Tuttavia, l’idea che l’inflazione attuale sia il risultato di fattori speciali (pandemia, vincoli all’offerta, guerra in Ucraina, prezzi dei prodotti energetici e altro) che forse svaniranno presto riportandola rapidamente sui livelli ritenuti accettabili, risulta altamente improbabile.
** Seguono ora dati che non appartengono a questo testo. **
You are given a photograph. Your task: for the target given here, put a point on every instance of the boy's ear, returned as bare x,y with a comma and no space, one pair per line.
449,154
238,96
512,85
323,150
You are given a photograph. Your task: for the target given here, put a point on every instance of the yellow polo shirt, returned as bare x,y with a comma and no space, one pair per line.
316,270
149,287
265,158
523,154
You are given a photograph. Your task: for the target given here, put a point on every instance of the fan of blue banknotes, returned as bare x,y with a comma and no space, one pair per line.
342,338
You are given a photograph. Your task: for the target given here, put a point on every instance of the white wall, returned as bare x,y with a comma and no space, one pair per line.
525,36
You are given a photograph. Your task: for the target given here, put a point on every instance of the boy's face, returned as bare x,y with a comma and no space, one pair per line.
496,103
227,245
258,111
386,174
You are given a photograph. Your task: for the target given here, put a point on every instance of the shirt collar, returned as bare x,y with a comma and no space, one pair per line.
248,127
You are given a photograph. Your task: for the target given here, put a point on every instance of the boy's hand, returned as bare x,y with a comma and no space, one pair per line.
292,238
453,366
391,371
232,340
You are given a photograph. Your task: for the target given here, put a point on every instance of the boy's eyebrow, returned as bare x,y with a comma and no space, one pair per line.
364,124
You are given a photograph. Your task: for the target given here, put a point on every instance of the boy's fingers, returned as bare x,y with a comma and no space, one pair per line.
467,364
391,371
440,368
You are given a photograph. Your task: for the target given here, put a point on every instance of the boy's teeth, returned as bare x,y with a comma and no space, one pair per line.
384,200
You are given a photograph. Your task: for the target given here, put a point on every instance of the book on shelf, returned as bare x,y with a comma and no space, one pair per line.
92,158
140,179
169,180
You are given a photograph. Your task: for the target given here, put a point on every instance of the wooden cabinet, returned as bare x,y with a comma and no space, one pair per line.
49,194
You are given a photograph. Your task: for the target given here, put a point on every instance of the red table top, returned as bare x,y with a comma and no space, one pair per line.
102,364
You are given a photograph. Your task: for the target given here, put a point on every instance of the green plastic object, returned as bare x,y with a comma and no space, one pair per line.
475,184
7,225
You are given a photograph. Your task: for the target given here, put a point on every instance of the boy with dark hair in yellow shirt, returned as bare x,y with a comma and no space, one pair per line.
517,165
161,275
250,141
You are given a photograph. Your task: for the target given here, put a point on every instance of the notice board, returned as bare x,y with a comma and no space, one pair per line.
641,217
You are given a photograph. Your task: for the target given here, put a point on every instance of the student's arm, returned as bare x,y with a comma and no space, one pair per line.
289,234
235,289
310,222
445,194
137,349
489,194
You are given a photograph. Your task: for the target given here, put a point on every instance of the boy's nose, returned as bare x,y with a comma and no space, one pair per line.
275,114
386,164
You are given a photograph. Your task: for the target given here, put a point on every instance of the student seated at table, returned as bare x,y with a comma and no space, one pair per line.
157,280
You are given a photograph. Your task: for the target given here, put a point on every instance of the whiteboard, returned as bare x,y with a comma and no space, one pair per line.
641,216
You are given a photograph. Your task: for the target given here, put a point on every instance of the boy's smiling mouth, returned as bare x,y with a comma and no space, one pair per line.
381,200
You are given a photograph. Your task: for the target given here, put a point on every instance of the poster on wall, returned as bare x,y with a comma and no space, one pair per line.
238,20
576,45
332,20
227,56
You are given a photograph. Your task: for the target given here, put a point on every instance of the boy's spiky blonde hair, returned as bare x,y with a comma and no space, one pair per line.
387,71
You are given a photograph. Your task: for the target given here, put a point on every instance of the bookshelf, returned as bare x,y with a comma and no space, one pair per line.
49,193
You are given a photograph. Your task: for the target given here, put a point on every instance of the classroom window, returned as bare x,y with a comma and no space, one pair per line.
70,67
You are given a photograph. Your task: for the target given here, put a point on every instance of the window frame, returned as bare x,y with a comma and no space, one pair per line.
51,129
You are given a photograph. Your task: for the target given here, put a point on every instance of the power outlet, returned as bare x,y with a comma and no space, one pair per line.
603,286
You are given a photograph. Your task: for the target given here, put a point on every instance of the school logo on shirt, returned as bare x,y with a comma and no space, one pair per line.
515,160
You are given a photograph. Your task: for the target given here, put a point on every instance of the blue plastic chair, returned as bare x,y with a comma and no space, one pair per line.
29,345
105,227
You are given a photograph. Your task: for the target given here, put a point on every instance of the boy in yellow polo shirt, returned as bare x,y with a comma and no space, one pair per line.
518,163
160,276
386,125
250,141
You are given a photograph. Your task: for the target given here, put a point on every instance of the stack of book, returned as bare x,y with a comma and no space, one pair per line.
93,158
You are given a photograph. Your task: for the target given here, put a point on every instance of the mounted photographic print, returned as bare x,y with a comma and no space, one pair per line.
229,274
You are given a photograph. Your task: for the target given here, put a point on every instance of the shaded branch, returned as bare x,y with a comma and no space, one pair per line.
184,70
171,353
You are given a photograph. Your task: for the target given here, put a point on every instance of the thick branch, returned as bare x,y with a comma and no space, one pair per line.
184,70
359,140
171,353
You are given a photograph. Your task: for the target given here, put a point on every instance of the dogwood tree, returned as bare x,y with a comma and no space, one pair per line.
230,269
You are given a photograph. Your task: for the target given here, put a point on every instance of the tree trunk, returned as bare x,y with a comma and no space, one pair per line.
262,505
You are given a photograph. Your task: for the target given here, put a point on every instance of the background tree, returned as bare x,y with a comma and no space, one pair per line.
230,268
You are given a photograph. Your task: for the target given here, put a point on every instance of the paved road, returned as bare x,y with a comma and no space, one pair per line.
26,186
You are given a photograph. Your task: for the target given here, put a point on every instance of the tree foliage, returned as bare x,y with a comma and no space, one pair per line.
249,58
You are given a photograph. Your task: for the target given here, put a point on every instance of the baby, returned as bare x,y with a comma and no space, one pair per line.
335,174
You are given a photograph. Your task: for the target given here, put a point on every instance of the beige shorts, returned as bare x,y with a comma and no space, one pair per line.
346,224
Forse è altrettanto utopistico sperare che sia sufficiente riportare i tassi di interesse ufficiali al loro livello neutrale.
Tutto questo spiega la determinazione con la quale le banche centrali restringono la propria politica monetaria, soprattutto la Fed che ha dichiarato che continuerà a farlo sino a quando l’inflazione non mostrerà qualche segno di rallentamento.
È probabile che i prezzi al consumo al lordo delle materie prime energetiche e alimentare nei prossimi mesi comincino a rallentare, ma è altrettanto plausibile che la core inflation, a cui le autorità monetarie guardano con maggior attenzione, diminuisca molto lentamente. Ecco perché è difficile che la salita dei tassi d’interesse possa cessare prima che l’economia cada in recessione. Purtroppo, come diceva l’economista Michael Bruno: “L’inflazione somiglia al fumo: una volta che si supera una soglia minima, è molto difficile sfuggire a una sua dipendenza”. Se non con grande determinazione e parecchi sacrifici.